Poi ride, piega la testa.
– Senti, polpettina, lo sai che ti amo e lo faccio ogni secondo, ma se mi fai piangere ora non credo che riuscirò a riprendermi. –
– No, no, non piangere, mi servi lucido. –
– E allora non dire le cose adorabili, perché se dici le cose adorabili io piango e niente al mondo potrà cambiare questa cosa. –
Le mie guance si sollevano, quando gli sorrido.
– Sei un frignone. –
– E te ne accorgi ora? Guarda che non sono fatto al settanta per cento d'acqua, ma di lacrime. –
– Sei anche un cretino. –
– Dimmi qualcosa che non so. –
Lascio un'ultima grattatina dietro le orecchie del Capitano, poi mi sollevo dalla posizione accovacciata in cui ero e tendo la mano verso Kō, che la prende e istintivamente la porta alle labbra per baciarne le nocche.

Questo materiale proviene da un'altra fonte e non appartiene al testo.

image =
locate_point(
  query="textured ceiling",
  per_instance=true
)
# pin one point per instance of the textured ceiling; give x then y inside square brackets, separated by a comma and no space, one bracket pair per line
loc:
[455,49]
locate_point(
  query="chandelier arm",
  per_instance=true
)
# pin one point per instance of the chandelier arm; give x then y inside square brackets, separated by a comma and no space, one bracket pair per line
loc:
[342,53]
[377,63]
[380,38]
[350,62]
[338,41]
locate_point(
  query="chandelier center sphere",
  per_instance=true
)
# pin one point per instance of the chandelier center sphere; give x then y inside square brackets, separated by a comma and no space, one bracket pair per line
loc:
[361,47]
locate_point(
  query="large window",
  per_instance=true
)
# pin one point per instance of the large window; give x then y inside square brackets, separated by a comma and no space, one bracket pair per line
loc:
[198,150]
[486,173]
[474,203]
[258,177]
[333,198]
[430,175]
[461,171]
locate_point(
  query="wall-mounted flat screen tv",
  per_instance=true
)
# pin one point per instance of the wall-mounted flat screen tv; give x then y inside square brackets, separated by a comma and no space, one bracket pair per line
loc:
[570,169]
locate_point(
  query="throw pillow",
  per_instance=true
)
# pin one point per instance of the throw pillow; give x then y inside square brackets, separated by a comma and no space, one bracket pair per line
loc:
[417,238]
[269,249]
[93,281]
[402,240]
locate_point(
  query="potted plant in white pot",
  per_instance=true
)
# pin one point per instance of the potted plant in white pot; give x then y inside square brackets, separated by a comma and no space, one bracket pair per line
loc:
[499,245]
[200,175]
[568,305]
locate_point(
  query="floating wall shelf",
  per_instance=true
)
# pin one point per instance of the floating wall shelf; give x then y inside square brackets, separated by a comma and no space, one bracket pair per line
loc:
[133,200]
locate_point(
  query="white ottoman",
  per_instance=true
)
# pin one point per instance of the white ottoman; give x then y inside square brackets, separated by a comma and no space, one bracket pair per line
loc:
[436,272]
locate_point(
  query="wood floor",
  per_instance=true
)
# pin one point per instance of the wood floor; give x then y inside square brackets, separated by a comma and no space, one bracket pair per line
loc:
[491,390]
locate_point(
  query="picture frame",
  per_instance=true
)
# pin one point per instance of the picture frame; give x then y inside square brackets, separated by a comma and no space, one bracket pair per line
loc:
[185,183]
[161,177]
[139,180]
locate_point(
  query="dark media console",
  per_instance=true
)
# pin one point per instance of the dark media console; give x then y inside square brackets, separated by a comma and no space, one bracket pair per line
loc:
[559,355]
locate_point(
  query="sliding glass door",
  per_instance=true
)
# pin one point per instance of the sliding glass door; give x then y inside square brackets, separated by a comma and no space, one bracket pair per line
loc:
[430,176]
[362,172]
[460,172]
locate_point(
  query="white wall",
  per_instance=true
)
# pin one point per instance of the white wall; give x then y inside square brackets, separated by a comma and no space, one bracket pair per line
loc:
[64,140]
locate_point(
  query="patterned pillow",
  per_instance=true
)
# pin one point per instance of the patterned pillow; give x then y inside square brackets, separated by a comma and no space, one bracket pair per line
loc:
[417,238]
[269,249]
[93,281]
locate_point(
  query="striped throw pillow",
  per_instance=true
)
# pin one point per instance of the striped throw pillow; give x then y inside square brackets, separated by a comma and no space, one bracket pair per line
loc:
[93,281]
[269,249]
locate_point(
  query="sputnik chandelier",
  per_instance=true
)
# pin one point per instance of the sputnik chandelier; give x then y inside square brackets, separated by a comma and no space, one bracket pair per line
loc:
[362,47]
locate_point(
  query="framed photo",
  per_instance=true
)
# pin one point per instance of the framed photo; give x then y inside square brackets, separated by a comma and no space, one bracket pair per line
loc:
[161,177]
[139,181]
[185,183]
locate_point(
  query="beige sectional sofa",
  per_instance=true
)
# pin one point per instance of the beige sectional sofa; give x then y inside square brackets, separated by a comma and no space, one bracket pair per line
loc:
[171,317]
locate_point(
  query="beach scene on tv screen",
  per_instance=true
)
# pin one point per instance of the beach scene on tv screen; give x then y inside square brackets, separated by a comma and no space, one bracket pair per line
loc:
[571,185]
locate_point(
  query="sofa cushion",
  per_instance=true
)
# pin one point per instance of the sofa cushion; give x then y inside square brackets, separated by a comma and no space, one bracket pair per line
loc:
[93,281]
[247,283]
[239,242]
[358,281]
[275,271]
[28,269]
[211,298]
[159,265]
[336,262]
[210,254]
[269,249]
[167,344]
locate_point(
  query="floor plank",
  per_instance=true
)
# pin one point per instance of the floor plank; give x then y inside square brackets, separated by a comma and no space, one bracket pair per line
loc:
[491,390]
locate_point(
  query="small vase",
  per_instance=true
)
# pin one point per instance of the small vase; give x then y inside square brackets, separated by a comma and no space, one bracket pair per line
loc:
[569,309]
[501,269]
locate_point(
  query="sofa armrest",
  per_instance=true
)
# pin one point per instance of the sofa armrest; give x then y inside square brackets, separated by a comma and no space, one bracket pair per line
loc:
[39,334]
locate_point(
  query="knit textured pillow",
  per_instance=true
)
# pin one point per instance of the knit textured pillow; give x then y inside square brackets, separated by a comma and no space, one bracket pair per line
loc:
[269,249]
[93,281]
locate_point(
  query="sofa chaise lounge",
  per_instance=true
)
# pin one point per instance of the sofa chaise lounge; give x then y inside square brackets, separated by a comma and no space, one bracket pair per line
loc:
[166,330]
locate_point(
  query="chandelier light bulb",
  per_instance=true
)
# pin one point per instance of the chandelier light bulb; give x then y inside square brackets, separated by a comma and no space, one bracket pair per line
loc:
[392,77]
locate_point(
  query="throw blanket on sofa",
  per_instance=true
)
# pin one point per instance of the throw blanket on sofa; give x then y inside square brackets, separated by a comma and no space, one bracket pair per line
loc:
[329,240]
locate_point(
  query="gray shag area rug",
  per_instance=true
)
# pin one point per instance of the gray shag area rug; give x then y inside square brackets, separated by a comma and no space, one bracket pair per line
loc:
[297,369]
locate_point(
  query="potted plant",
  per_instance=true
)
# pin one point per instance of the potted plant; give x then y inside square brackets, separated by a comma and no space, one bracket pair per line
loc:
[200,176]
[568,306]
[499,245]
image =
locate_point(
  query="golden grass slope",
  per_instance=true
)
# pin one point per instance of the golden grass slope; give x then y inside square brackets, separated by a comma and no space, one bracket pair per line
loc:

– Ti dirò un sacco di cose che non sai alla fine di questa giornata. –
Alza un paio di volte le sopracciglia.
– Intendi delle cose sporche? –
Faccio spallucce.
– Anche. –
– Mio Dio, non vedo l'ora. –
Ridacchio, lo fa anche lui, mi godo la pace che mi si spande nel petto nel sentire le nostre voci che si mischiano.
Ti amo, Kōtarō, ti amo davvero.
Ti amo ogni secondo.
E ripartirei ogni giorno daccapo a rimontarmi e rimettermi assieme, come ho fatto un mese fa, come sto facendo ora, se questo significasse poter mettere anche solo un altro tassello di te nel mosaico che mi compone.
– Andiamo, Kōtarō. È il momento. –
– Ci sono. –
E sono sicuro che tu ci sia.
Lo so.
Lo sento e lo vedo.
Mai niente mi ha fatto stare così bene in vita mia.
– Vai. – gli ordino.
Mi sorride.
– Vado. – risponde.
E l'attimo dopo il mio cuore è pieno, le mie speranze alle stelle e il respiro calmo, mentre lo vedo allontanarsi lentamente, passo dopo passo, di fronte a me, in linea retta fra le foglie secche del parco.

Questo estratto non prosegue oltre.